O site perguntou a Frida Carla se ela “sofre preconceitos?”. A imediata resposta foi um tanto reticente: “Eu não sofro muito preconceito, não...”. Fez uma pausa e completou: “Entro no fórum, faço minhas audiências, defendo as minhas clientes; entro no motel e atendo os meus clientes. Cada trabalho no seu espaço”, disse também.

E arrematou: “Eu defendo isso, que nós trabalhadoras sexuais, produtoras de conteúdo, possamos ocupar todos os espaços. Lugar de mulher não é onde ela quiser? Então, pronto! Eu estou onde eu quero e as meninas estão aonde elas querem”.


Posição da OAB-BA

O Espaço Vital buscou contato com a presidente da OAB da Bahia, advogada Daniela Lima de Andrade Borges. O objetivo era colher a opinião pessoal da dirigente e de sua diretoria sobre aspectos e repercussões da frase “A advogada mais ousada do Brasil”. Não houve retorno.

Com o setor de comunicação social da OAB baiana, obteve-se todavia o número oficial de advogados inscritos regularmente na seccional: são 58.482. A predominância é do gênero feminino (31.054) sobre o masculino (27.428).

Entre os/as estagiários/as, a predominância é “deles”: são 260, ante 165 delas.


Mudando de assunto: despautérios

Condenado a 426 anos de cadeia por corrupção - especialmente propinas pagas por empreiteiros - o milionário Sérgio Cabral, ex-governador do Rio de Janeiro, já pensa em voltar à política em 2026. Quer concorrer a deputado federal.

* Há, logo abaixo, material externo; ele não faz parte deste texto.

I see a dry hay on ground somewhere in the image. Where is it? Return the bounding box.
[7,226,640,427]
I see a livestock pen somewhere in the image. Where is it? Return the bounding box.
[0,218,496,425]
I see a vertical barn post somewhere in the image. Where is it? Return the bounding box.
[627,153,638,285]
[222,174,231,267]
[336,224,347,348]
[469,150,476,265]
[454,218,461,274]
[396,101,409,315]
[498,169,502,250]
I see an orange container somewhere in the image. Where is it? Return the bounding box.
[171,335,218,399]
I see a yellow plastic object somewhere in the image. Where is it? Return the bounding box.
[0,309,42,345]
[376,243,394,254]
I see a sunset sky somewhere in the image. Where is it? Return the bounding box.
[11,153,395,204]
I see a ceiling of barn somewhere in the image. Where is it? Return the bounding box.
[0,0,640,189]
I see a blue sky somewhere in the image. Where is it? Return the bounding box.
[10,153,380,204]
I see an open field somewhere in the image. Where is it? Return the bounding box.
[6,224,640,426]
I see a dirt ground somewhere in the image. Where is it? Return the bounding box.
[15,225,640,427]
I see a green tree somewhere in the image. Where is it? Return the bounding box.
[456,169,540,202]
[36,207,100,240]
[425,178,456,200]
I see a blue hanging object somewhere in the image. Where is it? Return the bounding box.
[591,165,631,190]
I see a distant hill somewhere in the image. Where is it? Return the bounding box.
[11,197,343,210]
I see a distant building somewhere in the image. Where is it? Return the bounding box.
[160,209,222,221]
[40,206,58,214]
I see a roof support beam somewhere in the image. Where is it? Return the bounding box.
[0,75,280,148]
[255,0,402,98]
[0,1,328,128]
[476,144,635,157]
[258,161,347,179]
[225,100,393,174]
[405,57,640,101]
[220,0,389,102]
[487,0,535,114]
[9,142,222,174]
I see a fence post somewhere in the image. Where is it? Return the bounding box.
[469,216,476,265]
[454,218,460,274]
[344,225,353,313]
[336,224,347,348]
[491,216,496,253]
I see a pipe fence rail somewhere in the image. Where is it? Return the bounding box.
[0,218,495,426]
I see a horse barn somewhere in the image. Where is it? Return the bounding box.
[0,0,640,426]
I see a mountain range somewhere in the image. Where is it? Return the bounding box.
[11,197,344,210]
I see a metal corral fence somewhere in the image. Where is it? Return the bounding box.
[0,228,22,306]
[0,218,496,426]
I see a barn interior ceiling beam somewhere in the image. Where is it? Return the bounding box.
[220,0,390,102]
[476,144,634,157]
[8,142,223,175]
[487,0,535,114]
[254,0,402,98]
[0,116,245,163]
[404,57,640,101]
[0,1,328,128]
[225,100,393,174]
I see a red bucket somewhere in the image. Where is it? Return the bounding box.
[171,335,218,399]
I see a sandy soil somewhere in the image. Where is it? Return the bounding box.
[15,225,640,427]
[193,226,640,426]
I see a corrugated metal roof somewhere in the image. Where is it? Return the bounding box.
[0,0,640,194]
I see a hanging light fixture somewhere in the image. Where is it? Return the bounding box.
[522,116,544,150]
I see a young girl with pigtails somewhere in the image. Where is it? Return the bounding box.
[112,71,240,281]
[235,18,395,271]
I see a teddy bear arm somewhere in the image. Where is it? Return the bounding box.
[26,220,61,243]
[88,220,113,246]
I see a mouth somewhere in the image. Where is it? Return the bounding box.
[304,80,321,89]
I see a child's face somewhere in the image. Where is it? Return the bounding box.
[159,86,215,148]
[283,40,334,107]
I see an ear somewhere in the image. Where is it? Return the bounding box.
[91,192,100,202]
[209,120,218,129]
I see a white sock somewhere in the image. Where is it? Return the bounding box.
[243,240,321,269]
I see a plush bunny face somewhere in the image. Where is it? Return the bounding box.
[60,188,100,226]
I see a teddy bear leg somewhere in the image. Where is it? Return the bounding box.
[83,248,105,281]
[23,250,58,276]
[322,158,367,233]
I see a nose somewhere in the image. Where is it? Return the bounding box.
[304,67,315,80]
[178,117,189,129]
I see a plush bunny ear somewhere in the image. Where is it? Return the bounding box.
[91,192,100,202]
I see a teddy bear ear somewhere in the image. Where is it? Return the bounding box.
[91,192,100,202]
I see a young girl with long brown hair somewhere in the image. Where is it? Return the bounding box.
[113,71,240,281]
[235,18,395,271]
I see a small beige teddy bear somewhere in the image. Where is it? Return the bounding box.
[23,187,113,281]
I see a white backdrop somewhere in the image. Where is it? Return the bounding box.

Ele ficou preso durante somente seis anos e, ainda assim, com regalias no sistema penitenciário. E saiu “free” em dezembro de 2022.

A conjunção merece um título: “Quando o crime compensa”.


Recuperação judicial

Decisão do juiz Gilberto Schaffer, da Vara Regional Empresarial de Porto Alegre, autorizou o processamento da recuperação judicial da Fundação Universitária de Cardiologia do Rio Grande do Sul.

Pelo julgado monocrático proferido no domingo (26) também foram suspensos os bloqueios e outros atos executivos contra a entidade. Ela recebeu o prazo de 60 dias para apresentar plano de recuperação. Suas dívidas chegam a R$ 257 milhões.

Foram nomeadas como administradoras judiciais as sociedades de advogados Cainelli de Almeida Advogados e Von Saltiel Advocacia e Consultoria Empresarial

(Proc. nº 5245072-73.2023.8.21.0001).

Para ler a decisão inicial, clique aqui.


Pesadas demais

O Brasil tem três vezes mais crianças com excesso de peso do que a média global. A piora vem desde o isolamento causado pela Covid. Mas as causas incluem também a diminuição de exercícios físicos e o desajuste na alimentação.

O levantamento é do Observatório de Saúde na Infância, da Fiocruz. E refere que “os altos números da obesidade infantil decorrem também da falta de regulamentação dos alimentos ultraprocessados no Brasil”.